Statistical significance of the Mantel correlation coefficient was determined by random permutations. We randomly permutated the position of individuals at the breeding grounds 9999 times; for each permutation, a distance matrix was calculated, and its correlation coefficient with the actual distance matrix of individuals at a given date of the non-breeding period was calculated. The significance of the observed Mantel coefficient was assessed by comparing its rank among the coefficients generated through the randomization procedure (Ambrosini et al. 2009). When significant connectivity was detected (r_M > 0), we investigated the process that generated it by assessing the number of potential clusters in the case of migratory structuring (using the ‘pamk’ function in the R package fpc (Henning, 2025); see Ambrosini et al. 2009 and Ramos et al 2015). The number of clusters was identified as the number that maximized the overall average silhouette width (oasw), a measure of the goodness of fit of the overall classification of points in a given number of clusters (Rousseeuw, 1987).

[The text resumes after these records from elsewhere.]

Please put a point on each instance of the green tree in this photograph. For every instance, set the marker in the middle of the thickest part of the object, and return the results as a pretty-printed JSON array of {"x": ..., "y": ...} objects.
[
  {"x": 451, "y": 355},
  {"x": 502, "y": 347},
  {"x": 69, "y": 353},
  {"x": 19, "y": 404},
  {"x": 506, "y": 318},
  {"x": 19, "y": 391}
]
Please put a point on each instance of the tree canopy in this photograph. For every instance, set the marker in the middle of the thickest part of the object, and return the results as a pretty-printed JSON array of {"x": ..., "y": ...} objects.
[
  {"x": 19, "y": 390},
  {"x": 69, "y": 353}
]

To quantify the strength of migratory connectivity and to facilitate the interpretation of temporal variation in r_M, we extracted, for each distance matrix calculated for different dates, the average distance observed between all individuals. This provided a proxy of the non-breeding range spread of individuals at a given date (Finch et al., 2017) and an indication of the variation through time in the scale of the spatial structure. (Cresswell and Patchett, 2024). We also calculated for each date the mean distance among individuals originating from the same breeding area to examine the temporal variation in breeding population spread across the non-breeding period (Finch et al., 2017). For this purpose, we used breeding areas represented by >2 individuals. The Ikpikpuk River and Utqiaġvik study sites were grouped into a single Alaskan breeding population as they are separated by only 111 km. Finally, we measured the distances between locations obtained on the same date but during two different years for the same individuals to assess individual consistency in space use and timing (Bauer et al., 2015).

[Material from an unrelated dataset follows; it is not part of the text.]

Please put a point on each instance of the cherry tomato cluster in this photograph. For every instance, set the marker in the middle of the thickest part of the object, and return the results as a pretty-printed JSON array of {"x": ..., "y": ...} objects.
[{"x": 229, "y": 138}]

Individual locations could not be estimated every day during the non-breeding period because of extended daylight periods at high latitudes or imprecise estimations of latitude around the equinox. Hence, we could not compare the distance among individuals on those dates. We first ran the analyses using all individuals (n = 33), which included birds tracked during most of the non-breeding period but located less regularly (total of 115 days, spread from October 7 to May 3; Nome: n=2, Utqiaġvik: n=1, Ikpikpuk River: n=1, Caw Ridge: n=1, Churchill: n=4, Coats Island: n=1, Igloolik: n=6, Bylot Island: n=17). We also repeated our analyses (variation of r_M and of mean distance between individuals through time) using a subset of 20 individuals that were regularly located at the same dates over most of the non-breeding period (total of 149 days, spread from August 27 to May 14). All studied breeding locations were represented (Nome: n=1, Utqiaġvik: n=1, Ikpikpuk River: n=1, Caw Ridge: n=1, Churchill: n=3, Coats Island: n=1, Igloolik: n=3, Bylot Island: n=9). Results were similar in these two analyses (see Results), and thus the description in the main text is based on those obtained with the sample of 33 individuals. Because geolocators were deployed over different years, the 33 individuals were not tracked over the same annual cycle. Therefore, we also ran our analyses separately for each annual cycle and compared the results with those obtained using pooled years. All distances provided in the results are great-circle distances, and all analyses were performed using R version 3.5.3 (R Core Team, 2019).

Ethics statement

All methods, including capture, banding, and tagging, were approved by the Committees for Animal Care relevant to a particular study site.  Also, federal (Parks Canada, Environment and Climate Change Canada, US Fish and Wildlife Service, US and Canadian Bird Banding Offices) and state and provincial permits were obtained for attaching tags and recapturing birds to remove tags.